On the extension of the concept of Thin Shells to The Einstein-Cartan Theory

TL;DR

This paper extends the formalism of thin shells to Einstein-Cartan theory, incorporating torsion and curvature constraints, and derives surface stress-energy tensors and solutions including null shells of matter.

Contribution

It introduces a formalism for thin shells in Einstein-Cartan theory, accounting for torsion and curvature constraints, and constructs explicit solutions with null hypersurfaces.

Findings

Derived general expression for surface stress-energy tensor in Einstein-Cartan theory.

Established conditions under which thin shells can be described within this framework.
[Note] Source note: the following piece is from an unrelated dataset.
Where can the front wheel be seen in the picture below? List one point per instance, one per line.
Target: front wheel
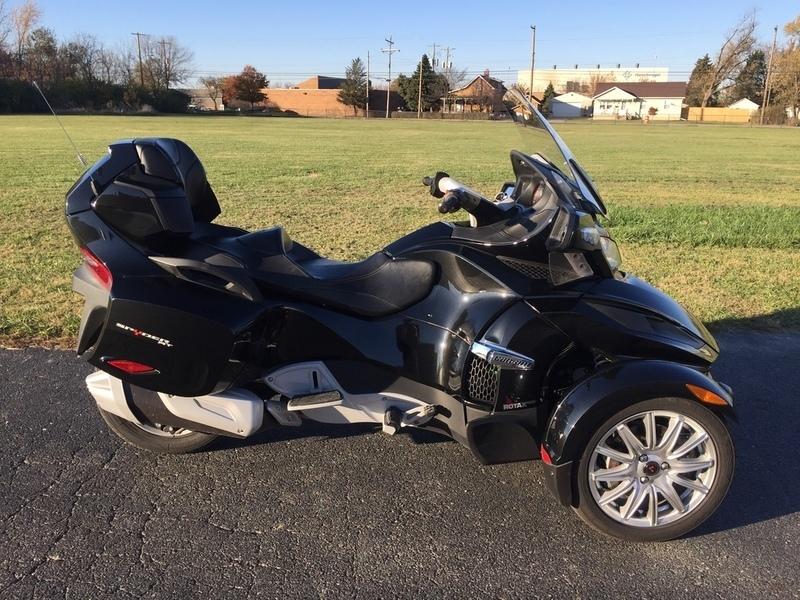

Constructed a null shell of matter as an application of the formalism.

Abstract

This paper develops a theory of thin shells within the context of the Einstein-Cartan theory by extending the known formalism of general relativity. In order to perform such an extension, we require the general non symmetric stress-energy tensor to be conserved leading, as Cartan pointed out himself, to a strong constraint relating curvature and torsion of spacetime. When we restrict ourselves to the class of space-times satisfying this constraint, we are able to properly describe thin shells and derive the general expression of surface stress-energy tensor both in its four-dimensional and in its three-dimensional intrinsic form. We finally derive a general family of static solutions of the Einstein-Cartan theory exhibiting a natural family of null hypersurfaces and use it to apply our formalism to the construction of a null shell of matter.